There has been a lot of market-subsidy in AI which is starting to fade away: e.g. the copilot quotas/pricing. When VC switches from investing to wanting a return, the price equation is likely to change.

There is no subsidy on most OpenRouter providers, they are profitable today.

You buy a big GPU, you serve LLMs, you print money.

> The big question for local LLMs is whether there is a 100 tok/s model which requires less than 16 GB of memory and is competitive on most tasks with the cloud models.

Benchmarks maybe? Real world, no.

You just need the context otherwise. There's no way around it.

I'm not paying for a super computer to do my taxes if a cheap pc can do it for free.

So yeah, commercially it might be a death knell. Yes there's still a market for super computers, but would your rather own Apple or Cray?

> would your rather own Apple or Cray?

I would consider an HPE tower server with a processor on the same league as an M6 or M7 under the Cray brand.

We'll likely see a transformation in how frontier models are trained as a result of a push towards local inference.

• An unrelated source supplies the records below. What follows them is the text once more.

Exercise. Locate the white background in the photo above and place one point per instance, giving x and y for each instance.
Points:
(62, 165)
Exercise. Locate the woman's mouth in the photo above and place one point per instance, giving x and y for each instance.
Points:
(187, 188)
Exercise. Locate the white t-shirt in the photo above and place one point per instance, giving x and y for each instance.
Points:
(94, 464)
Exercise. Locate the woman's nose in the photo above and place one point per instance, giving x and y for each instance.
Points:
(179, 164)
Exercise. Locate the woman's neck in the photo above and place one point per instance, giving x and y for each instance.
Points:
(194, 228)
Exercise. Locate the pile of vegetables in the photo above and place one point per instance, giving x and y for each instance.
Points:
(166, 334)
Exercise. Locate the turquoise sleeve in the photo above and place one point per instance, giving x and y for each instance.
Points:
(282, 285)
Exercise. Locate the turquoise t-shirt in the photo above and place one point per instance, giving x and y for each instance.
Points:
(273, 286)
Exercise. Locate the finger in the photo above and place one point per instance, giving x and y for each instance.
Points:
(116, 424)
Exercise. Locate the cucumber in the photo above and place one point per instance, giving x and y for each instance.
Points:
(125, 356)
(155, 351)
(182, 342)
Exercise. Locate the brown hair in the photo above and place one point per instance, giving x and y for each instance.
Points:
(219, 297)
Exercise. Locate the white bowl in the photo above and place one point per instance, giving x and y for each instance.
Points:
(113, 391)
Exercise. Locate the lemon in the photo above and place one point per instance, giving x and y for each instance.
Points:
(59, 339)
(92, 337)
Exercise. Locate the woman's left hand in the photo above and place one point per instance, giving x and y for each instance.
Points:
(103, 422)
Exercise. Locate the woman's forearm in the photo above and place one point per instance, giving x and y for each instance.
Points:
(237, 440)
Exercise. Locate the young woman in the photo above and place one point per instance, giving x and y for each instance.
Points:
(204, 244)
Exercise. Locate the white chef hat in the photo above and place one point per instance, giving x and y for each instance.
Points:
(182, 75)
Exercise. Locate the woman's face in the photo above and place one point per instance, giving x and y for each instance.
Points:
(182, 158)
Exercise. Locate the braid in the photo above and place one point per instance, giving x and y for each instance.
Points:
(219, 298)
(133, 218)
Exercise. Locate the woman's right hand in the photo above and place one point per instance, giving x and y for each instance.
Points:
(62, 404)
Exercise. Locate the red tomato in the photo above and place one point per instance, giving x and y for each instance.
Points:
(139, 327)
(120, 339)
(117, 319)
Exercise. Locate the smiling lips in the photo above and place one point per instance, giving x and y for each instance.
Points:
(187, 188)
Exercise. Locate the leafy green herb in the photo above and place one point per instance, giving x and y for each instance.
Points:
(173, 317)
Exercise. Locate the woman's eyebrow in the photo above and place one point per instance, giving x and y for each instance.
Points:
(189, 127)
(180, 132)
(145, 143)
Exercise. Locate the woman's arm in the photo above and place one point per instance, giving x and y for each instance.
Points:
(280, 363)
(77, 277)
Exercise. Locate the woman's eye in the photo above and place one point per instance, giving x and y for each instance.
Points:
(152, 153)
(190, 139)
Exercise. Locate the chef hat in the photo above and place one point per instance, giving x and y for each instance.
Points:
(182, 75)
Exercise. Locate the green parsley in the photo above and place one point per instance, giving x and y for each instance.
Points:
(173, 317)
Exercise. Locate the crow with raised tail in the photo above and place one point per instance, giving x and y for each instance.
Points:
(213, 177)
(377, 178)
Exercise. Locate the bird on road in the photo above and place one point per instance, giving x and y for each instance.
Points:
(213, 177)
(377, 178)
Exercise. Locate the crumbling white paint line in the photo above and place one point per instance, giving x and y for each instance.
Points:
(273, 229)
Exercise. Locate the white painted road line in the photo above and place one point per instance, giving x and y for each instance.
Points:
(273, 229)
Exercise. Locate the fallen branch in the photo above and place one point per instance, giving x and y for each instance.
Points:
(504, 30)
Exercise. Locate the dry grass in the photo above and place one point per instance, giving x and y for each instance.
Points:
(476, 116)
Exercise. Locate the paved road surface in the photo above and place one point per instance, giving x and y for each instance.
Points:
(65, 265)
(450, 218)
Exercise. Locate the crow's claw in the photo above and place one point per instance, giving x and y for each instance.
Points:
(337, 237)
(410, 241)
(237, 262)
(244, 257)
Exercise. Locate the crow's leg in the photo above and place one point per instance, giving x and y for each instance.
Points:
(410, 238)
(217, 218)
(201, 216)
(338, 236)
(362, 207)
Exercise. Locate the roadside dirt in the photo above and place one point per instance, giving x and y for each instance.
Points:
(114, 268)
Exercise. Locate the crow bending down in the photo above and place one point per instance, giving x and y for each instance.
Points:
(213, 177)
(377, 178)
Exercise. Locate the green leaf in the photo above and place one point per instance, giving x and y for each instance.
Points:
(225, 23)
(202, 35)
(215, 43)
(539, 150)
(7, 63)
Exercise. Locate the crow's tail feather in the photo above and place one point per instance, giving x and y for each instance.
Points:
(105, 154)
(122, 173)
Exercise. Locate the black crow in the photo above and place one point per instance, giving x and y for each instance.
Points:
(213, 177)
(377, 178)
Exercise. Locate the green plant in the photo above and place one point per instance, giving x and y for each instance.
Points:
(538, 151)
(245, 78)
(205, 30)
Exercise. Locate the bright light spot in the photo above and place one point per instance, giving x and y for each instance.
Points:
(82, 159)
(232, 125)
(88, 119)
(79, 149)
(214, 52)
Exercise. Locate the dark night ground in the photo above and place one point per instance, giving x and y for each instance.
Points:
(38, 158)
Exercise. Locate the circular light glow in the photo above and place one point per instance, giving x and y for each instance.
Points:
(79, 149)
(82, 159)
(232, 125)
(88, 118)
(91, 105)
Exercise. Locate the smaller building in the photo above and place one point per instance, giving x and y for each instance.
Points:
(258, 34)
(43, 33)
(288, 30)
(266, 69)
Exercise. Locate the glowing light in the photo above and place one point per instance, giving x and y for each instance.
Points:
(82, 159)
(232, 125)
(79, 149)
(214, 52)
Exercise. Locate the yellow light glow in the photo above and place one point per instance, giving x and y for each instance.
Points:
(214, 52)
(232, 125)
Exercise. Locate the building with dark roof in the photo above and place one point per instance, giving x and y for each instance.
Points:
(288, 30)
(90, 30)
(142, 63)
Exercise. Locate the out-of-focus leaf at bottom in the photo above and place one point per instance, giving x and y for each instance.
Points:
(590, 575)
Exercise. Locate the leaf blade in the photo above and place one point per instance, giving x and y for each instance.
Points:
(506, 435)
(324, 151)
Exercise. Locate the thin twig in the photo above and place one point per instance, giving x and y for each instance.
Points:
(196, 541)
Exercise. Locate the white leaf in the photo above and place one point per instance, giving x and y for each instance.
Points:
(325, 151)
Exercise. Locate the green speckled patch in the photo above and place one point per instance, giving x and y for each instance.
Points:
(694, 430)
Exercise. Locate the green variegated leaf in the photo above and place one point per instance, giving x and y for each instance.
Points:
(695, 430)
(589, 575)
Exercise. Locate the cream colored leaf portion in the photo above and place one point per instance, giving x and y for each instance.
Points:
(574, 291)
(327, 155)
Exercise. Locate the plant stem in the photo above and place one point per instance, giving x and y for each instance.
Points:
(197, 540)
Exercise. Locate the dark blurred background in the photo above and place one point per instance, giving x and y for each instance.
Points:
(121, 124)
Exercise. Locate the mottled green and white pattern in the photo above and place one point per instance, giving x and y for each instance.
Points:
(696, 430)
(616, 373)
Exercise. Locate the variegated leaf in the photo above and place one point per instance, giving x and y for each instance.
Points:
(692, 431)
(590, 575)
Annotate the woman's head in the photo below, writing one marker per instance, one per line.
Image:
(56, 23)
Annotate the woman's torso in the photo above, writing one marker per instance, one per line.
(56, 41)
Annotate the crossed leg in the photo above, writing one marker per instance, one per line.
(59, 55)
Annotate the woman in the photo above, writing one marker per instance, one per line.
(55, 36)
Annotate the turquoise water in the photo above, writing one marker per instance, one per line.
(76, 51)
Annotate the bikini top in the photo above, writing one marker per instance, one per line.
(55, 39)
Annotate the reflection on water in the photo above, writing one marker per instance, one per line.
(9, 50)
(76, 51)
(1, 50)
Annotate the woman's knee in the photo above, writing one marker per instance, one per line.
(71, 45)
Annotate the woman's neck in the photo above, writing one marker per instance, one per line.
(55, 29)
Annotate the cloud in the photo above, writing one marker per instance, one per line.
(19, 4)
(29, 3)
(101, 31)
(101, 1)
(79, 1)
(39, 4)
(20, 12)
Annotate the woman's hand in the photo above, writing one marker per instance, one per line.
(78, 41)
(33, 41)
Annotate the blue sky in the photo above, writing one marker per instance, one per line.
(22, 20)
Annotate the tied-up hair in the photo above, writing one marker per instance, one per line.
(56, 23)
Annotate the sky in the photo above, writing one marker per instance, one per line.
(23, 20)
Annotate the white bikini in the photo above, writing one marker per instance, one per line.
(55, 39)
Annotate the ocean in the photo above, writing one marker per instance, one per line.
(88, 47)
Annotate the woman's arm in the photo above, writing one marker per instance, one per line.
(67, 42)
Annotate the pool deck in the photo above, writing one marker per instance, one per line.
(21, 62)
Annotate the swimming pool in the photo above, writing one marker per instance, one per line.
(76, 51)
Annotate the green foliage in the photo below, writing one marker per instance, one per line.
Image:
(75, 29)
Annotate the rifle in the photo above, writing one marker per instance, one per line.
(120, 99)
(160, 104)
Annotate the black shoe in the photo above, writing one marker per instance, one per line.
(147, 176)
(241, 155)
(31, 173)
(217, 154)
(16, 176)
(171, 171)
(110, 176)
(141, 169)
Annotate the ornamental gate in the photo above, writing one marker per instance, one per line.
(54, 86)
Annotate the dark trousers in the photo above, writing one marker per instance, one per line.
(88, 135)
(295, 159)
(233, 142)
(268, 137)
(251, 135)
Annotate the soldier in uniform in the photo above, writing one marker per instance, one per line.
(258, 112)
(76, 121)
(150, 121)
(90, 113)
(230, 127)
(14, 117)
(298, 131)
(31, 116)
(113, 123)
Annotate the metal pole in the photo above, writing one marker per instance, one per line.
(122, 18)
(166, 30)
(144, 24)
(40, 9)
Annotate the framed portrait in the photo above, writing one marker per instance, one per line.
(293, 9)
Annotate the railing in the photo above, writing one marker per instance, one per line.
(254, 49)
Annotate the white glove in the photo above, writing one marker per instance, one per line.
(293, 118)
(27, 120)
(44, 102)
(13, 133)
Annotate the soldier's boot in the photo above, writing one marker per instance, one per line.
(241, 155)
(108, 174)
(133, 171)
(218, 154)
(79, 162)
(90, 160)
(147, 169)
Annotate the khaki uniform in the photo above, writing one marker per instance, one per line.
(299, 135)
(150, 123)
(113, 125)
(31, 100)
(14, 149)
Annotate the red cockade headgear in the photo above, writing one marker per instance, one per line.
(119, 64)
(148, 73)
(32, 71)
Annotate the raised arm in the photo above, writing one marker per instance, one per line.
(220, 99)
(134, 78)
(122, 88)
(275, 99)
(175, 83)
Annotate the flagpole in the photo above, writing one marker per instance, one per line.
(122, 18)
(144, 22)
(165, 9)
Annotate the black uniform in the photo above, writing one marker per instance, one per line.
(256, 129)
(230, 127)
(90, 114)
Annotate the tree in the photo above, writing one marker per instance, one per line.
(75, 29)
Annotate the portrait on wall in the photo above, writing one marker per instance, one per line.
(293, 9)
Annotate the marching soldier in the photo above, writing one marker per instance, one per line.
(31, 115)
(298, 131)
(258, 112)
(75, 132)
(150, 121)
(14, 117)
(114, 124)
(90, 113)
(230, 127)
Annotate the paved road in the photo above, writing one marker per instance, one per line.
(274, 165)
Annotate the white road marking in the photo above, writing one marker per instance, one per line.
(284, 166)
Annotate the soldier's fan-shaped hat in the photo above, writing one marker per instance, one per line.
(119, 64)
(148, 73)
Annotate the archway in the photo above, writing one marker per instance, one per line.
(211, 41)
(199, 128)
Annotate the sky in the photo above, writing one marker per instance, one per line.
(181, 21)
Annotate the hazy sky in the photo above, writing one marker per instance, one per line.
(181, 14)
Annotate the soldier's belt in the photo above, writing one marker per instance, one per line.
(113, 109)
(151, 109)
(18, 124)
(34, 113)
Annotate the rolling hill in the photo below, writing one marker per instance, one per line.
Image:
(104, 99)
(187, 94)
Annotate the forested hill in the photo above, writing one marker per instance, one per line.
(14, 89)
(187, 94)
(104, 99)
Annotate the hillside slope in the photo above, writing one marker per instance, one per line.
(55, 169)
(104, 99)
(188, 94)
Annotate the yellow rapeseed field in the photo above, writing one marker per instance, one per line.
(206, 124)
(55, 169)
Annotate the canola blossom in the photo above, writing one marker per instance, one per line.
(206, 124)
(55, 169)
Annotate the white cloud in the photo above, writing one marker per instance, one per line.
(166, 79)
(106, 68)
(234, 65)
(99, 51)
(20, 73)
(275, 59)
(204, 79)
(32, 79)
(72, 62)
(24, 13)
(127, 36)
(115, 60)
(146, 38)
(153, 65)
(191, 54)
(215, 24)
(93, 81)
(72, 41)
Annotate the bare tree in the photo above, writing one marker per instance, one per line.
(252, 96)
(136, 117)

While it seems unlikely now, given current pricing for RAM, in 10-15 years it's not unthinkable to assume we could see individual machines with 10-12TB (and well beyond that) of RAM which are accessible to the GPU. Min/max system RAM increased a LOT from 2010-2025 and largely because it was cheap. Once the hyperscalers aren't generating revenue for the RAM manufacturers, I wouldn't be surprised to see a massive push towards consumers in order to maintain gross profit. Not to mention new players who enter the market because the margins are measurably absurd right now.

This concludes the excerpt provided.